A motorcyclist was hit on Apalachee Parkway Saturday night, and last week another biker was killed in an accident on Thomasville Road.
Sean Starnes has been riding motorcycles for more than two years. He says the recent bike accidents concern him every time he gets on his bike, knowing he doesn't have the same protection as someone in a car.
Sean Starnes says, "Because nine times out of ten, 99 times out of 100, if we get in a wreck with you you're not going to feel it."
Bikers say they know it's their choice to ride, but agree the dangers of getting on a bike seem to be an increasing problem and can be avoided if motorists are more polite on the roadways.
Aubrey Parrish rides motorcycles and says, "Be courteous. I mean, everybody deserves a chance to be on the road. Just take that extra second and look twice because a lot of times we're out there and people don't really realize it, so just take that extra second and look again."
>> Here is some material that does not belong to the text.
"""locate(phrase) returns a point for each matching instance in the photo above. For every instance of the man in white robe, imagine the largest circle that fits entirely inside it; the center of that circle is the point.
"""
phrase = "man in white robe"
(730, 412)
It’s a second they say can save lives, especially in areas that can be problematic for drivers.
Gary Hughes, a motorist, said, "There's a lot of blind spots for bikers. You can't always see when you're getting ready to pull out on the road and like when you're out there, they're right there."
Parrish added, "Cars don't really pay attention to us a lot of the time. You know, they think they see us but then they don't go with their gut feeling and sometimes pull out."
Cyclists say it's a matter of education; riders to know the capabilities of their bikes, and for motorists to know the rules of the road.